Bosnian mosque attack raises new fears

A mosque was attacked and slightly damaged by explosives in Bosnia on Monday, raising fears that ethnic violence in Kosovo could reignite hostilities between Serbs and Muslims.

    A mosque in Belgrade was torched earlier March

    "Two explosive devices were thrown at the mosque, breaking its windows and damaging the facade," Mufti Edhem Camdzic said after the attack in the northern Serb-run town of Gradiska.

    Bosnian Serb police confirmed the attack but refused to elaborate, pending further investigations. The attack came exactly 11 years after the mosque was flattened by Bosnian Serb forces in the republic's 1992-1995 war.
    Three days earlier arsonists set fire to an Orthodox church in the Serb village of Cipuljic, in the mainly Muslim region around Bugojno, causing minor damage.
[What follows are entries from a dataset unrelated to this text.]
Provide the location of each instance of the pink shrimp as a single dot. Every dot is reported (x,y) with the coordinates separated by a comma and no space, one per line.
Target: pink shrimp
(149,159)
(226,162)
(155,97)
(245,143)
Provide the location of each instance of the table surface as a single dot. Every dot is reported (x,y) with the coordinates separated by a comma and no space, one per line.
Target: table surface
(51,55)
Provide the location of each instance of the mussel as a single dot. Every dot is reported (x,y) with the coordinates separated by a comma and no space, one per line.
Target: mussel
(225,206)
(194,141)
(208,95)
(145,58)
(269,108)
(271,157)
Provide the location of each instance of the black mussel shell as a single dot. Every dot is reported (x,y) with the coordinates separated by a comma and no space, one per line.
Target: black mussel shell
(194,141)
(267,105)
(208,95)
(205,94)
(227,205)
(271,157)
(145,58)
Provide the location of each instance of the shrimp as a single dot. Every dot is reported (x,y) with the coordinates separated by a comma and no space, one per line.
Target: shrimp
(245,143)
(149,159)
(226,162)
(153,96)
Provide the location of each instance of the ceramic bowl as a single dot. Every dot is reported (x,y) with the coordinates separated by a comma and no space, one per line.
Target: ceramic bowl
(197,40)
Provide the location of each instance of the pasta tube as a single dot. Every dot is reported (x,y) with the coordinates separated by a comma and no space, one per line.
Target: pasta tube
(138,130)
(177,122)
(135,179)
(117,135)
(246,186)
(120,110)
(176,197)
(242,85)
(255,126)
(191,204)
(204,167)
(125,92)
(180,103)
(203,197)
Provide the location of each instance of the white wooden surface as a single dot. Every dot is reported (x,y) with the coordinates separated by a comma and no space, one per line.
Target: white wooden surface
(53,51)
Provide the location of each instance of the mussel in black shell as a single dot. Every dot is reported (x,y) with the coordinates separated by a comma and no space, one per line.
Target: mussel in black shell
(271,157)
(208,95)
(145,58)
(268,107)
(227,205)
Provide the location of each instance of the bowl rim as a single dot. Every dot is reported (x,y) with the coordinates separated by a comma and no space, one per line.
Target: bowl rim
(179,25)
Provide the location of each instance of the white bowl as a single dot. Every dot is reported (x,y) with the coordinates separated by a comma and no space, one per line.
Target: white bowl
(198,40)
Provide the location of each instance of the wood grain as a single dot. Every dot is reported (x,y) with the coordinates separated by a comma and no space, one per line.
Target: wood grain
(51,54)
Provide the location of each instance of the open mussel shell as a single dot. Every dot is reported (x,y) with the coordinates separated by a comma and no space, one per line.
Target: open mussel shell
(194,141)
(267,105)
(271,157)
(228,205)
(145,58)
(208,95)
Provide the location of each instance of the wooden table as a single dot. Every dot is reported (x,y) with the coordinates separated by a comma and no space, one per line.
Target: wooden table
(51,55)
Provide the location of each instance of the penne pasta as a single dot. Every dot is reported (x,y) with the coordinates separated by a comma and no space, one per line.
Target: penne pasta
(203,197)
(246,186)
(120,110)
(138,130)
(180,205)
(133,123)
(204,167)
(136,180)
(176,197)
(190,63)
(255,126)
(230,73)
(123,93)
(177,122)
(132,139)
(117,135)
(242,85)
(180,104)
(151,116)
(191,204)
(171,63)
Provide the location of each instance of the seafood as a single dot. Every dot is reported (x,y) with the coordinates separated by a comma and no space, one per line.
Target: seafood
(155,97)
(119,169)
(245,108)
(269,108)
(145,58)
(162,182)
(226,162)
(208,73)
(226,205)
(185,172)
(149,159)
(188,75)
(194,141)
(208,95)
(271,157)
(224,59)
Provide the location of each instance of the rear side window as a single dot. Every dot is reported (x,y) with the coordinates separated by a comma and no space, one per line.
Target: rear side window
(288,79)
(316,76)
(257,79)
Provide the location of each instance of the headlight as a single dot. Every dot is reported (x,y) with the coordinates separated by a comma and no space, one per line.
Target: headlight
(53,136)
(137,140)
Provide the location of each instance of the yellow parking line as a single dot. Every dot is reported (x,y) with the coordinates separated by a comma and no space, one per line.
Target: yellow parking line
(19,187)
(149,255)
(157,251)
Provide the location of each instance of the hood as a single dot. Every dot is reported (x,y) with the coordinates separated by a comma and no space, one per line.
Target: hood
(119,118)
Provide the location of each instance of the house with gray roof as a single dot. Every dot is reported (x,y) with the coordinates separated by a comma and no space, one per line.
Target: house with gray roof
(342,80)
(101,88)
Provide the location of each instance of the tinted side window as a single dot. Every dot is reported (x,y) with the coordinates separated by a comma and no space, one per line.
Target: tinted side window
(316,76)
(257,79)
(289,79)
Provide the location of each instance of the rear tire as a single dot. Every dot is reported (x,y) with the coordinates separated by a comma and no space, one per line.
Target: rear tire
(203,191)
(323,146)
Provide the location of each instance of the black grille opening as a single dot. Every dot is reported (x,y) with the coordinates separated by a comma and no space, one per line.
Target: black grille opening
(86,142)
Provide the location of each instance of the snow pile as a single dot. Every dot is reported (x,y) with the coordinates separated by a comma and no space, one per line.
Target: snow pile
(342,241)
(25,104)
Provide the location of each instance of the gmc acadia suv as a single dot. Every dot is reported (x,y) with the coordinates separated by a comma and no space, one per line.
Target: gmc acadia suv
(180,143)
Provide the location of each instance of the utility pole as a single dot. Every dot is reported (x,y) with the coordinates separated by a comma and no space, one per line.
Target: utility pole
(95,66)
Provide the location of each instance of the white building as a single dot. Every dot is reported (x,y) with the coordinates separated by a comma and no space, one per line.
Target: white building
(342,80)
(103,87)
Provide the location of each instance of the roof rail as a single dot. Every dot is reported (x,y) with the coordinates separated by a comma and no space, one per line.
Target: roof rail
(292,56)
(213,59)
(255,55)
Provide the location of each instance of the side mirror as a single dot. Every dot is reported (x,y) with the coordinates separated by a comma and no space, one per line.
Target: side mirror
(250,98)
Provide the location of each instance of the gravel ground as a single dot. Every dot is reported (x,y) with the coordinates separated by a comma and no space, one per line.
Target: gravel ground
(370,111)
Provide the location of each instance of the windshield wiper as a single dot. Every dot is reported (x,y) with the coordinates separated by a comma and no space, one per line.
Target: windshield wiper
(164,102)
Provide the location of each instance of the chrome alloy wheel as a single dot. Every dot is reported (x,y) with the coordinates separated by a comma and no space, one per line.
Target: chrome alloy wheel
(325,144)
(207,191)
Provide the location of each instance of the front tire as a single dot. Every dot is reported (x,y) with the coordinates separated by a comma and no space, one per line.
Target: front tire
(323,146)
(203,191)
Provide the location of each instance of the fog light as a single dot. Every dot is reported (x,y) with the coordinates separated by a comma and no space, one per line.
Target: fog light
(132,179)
    Bosnian police said last week they were on high alert amid violent clashes between Serbs and predominantly Muslim Albanians in the southern Serbian province of Kosovo.

    The clashes erupted on 17 March but subsided on the weekend, leaving 28 people dead and some 600 injured, most of them from the minority Serb community.

    Bosnia's war ended more than eight years ago but tensions between ethnic Serbs, Muslims and Croats are never far from the surface.